Escaping control characters and removing BOM with JSON.stringify

❌ Wrong

// User pasted text from Word with smart quotes and a BOM
const userInput = '\uFEFF\u201CHello world\u201D\nSecond line';

// Direct string interpolation produces invalid JSON
const broken = `{ "message": "${userInput}" }`;

// JSON.parse will fail: Unexpected token
const parsed = JSON.parse(broken);

✅ Fixed

// User pasted text from Word with smart quotes and a BOM
const userInput = '\uFEFF\u201CHello world\u201D\nSecond line';

// Strip BOM and normalize quotes before stringifying
const cleaned = userInput
  .replace(/^\uFEFF/, '')      // Remove BOM
  .replace(/[\u2018\u2019]/g, "'")  // Normalize smart single quotes
  .replace(/[\u201C\u201D]/g, '"'); // Normalize smart double quotes

// JSON.stringify escapes remaining special chars automatically
const safe = JSON.stringify({ message: cleaned });
const parsed = JSON.parse(safe);

Embedding user input into a JSON string using template literals bypasses all escaping. The resulting string contains literal BOM, smart quotes, and unescaped newlines that strict JSON parsers reject. JSON.stringify automatically escapes all control characters including \n, \t, and NUL bytes to their \uXXXX equivalents. The pre-processing step replaces typographic quotes with standard ASCII quotes because JSON.stringify does not normalize Unicode quotation marks — they are valid UTF-8 characters and get passed through unmodified.
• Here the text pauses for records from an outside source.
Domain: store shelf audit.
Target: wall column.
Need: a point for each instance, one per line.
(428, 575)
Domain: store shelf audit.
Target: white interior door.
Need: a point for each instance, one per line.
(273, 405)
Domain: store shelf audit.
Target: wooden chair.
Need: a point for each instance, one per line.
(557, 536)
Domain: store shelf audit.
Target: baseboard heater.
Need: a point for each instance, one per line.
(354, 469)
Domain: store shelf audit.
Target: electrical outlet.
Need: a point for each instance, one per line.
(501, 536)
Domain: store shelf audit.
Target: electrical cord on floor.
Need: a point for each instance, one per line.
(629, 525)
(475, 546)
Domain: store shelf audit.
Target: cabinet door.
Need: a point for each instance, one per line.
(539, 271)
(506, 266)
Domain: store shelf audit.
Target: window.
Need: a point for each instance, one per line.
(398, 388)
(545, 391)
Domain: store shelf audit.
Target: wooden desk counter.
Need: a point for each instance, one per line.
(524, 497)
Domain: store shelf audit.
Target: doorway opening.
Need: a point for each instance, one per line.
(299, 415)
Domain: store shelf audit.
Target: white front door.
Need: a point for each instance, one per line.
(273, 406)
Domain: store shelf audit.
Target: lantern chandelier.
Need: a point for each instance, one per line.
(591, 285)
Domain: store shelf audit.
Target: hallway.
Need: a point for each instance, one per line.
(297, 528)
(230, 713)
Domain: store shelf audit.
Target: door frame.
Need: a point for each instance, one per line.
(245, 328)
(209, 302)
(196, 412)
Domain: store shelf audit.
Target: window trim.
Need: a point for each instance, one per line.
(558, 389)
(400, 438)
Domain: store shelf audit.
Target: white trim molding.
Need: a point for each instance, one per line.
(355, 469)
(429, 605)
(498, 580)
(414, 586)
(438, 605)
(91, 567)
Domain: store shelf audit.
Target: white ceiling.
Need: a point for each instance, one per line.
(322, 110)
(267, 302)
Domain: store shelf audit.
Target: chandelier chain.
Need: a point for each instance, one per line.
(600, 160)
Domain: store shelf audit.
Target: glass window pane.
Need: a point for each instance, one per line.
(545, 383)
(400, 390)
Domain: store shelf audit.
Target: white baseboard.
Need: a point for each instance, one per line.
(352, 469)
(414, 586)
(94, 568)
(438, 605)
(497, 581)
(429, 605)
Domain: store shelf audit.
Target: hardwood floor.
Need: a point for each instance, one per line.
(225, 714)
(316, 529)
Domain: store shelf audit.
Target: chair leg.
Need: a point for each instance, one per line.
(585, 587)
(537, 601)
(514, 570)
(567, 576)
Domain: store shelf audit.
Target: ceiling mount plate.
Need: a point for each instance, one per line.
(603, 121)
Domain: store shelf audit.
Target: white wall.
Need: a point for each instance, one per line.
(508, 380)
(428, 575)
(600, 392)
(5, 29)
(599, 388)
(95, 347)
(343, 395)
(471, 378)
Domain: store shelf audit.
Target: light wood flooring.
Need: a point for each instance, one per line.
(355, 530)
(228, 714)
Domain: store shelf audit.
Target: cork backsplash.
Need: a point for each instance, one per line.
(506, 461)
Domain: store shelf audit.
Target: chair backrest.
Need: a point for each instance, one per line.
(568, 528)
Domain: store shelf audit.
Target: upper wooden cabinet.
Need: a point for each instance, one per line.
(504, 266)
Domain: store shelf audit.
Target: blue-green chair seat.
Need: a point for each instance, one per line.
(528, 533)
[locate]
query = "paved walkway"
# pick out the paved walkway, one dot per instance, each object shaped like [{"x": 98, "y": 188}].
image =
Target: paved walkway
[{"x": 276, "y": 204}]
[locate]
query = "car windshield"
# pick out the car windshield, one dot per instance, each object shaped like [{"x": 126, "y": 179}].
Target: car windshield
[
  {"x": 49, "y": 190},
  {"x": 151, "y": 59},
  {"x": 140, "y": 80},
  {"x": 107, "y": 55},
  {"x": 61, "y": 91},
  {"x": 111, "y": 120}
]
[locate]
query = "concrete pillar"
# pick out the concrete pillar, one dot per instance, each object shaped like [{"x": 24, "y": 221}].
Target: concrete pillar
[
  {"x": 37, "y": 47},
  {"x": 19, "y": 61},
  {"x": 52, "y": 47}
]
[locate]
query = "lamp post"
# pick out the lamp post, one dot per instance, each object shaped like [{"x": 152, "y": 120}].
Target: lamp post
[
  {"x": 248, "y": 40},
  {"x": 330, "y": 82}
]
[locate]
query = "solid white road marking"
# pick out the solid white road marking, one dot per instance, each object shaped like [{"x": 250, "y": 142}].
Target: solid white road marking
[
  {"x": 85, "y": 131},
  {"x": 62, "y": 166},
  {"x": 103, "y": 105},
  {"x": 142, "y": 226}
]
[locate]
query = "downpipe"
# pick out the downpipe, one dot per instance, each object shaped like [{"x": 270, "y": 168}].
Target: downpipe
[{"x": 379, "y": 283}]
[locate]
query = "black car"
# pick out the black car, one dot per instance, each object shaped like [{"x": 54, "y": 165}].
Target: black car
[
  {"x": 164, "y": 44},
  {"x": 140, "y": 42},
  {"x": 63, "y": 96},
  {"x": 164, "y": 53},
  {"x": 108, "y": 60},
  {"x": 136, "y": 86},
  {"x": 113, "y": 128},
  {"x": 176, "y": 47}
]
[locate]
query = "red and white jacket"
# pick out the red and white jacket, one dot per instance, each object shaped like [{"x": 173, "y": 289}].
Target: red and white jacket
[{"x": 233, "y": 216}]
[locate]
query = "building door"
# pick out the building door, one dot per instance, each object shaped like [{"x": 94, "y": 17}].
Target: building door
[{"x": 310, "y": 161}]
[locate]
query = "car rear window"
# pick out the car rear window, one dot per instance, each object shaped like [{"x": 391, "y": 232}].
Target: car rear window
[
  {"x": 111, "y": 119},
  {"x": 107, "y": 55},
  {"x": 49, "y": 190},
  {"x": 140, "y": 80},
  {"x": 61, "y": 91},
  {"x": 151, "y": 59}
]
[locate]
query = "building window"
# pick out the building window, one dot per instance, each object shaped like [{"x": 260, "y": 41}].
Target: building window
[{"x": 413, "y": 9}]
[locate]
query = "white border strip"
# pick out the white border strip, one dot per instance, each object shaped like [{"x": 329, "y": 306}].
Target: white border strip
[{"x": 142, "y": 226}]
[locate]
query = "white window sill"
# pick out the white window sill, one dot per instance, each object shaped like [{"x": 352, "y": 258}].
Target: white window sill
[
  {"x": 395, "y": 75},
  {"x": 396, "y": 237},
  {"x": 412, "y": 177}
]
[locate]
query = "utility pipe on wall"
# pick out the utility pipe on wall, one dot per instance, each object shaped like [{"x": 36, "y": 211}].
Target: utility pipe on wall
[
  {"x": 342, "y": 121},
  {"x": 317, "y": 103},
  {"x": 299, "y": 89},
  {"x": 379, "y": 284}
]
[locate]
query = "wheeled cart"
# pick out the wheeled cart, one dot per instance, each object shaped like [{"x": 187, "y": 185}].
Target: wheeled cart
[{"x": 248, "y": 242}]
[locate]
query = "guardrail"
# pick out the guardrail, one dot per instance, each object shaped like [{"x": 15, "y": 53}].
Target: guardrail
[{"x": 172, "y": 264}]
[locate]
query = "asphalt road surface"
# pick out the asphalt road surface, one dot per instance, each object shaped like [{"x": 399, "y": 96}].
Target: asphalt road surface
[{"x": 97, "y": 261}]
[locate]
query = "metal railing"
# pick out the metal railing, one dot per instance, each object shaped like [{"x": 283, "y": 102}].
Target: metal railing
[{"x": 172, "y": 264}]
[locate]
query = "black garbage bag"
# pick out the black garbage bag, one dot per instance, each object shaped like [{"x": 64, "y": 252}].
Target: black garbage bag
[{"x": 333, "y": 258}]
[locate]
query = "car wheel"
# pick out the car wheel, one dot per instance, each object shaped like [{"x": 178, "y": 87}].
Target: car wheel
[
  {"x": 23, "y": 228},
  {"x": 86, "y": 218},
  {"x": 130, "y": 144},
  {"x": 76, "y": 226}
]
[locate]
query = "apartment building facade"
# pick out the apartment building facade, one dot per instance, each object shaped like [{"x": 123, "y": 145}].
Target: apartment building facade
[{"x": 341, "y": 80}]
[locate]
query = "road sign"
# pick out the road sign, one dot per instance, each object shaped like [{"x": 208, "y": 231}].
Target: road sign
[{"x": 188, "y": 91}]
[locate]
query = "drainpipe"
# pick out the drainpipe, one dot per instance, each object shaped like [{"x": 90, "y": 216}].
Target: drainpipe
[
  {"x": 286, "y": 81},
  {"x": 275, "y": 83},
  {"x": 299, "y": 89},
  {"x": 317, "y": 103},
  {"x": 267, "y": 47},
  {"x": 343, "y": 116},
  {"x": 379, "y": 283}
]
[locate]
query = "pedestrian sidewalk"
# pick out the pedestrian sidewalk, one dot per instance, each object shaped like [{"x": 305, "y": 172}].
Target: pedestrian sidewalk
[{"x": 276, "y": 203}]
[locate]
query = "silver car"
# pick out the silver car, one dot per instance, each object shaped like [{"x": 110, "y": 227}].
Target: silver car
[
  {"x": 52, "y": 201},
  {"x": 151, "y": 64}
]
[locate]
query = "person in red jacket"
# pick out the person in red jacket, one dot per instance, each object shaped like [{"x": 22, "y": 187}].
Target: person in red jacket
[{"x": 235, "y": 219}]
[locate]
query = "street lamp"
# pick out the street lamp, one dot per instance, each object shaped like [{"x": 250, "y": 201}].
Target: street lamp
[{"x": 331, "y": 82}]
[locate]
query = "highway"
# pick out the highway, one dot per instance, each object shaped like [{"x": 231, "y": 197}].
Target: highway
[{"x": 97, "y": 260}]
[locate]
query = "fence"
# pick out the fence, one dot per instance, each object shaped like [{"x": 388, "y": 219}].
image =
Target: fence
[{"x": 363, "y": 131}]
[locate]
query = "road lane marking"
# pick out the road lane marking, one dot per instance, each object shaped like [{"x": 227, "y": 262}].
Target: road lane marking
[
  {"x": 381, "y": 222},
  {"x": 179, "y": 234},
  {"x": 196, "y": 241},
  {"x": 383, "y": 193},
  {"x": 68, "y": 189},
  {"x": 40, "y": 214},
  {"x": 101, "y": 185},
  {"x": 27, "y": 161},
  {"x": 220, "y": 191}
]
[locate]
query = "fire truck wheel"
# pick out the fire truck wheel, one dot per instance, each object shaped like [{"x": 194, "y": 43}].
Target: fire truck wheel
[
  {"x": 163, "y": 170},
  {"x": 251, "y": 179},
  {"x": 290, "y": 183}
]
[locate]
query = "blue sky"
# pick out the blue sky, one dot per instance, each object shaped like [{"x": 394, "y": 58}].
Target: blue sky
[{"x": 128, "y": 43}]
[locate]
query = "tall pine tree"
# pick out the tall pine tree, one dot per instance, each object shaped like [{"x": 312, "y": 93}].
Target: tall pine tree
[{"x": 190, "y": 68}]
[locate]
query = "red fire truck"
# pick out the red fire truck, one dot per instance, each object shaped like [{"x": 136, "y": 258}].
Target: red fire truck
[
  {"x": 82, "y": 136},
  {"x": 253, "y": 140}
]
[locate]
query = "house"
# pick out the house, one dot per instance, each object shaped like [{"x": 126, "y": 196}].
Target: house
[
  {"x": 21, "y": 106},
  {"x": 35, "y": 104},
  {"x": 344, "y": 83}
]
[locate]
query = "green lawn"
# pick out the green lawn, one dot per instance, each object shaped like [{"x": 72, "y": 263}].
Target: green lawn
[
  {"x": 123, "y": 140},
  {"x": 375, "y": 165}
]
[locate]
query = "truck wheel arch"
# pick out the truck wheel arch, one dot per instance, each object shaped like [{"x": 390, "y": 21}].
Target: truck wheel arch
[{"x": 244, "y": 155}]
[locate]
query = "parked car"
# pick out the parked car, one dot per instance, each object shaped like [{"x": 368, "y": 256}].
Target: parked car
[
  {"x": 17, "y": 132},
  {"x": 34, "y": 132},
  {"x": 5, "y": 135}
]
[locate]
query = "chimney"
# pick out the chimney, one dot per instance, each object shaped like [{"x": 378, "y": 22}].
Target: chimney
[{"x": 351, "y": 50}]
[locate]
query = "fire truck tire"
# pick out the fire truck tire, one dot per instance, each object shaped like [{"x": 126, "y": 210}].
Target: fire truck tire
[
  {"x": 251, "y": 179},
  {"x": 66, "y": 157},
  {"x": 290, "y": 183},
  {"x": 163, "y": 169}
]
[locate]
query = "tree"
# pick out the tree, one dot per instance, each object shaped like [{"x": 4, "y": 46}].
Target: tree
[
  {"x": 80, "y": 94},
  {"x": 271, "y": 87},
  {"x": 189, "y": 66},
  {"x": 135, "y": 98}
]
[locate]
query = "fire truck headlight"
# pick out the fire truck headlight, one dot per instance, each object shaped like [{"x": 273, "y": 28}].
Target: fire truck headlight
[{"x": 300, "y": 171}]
The BOM must be stripped because most parsers treat it as an unexpected token at the start of the document.

Python's default json.dumps behavior may differ from what downstream consumers expect for non-ASCII characters.

Handling ensure_ascii in Python json.dumps

❌ Wrong

import json

# User data with emoji and accented characters
data = {'name': 'Renee', 'bio': 'Developer. Builder.'}

# ensure_ascii=False writes raw UTF-8 bytes
json_str = json.dumps(data, ensure_ascii=False)
# Result: {"name": "Renee", "bio": "Developer. Builder."}

# Some parsers reject raw non-ASCII in certain transport contexts
# PostgreSQL JSON column may reject bytes above 0x7F in some configs

✅ Fixed

import json

data = {'name': 'Renee', 'bio': 'Developer. Builder.'}

# Default ensure_ascii=True escapes all non-ASCII safely
json_str = json.dumps(data)
# Result: {"name": "Ren\u00e9e", "bio": "Developer. Builder."}

# Or keep UTF-8 but validate the encoding explicitly
json_utf8 = json.dumps(data, ensure_ascii=False).encode('utf-8')
# Verify no invalid sequences before storing or transmitting
assert json_utf8.decode('utf-8')  # Raises UnicodeDecodeError if invalid

Python's json.dumps defaults to ensure_ascii=True, which escapes every non-ASCII character as a \uXXXX escape sequence. The resulting string contains only ASCII bytes and is safe for any transport layer, database column, or parser. Setting ensure_ascii=False allows raw UTF-8 characters to pass through, which is more human-readable but depends on all downstream consumers handling UTF-8 correctly. PostgreSQL JSON columns, HTTP headers, and some older parsers can mishandle raw non-ASCII bytes. When in doubt, prefer ensure_ascii=True for data that crosses system boundaries, and ensure_ascii=False only for data that stays within a well-controlled Python environment.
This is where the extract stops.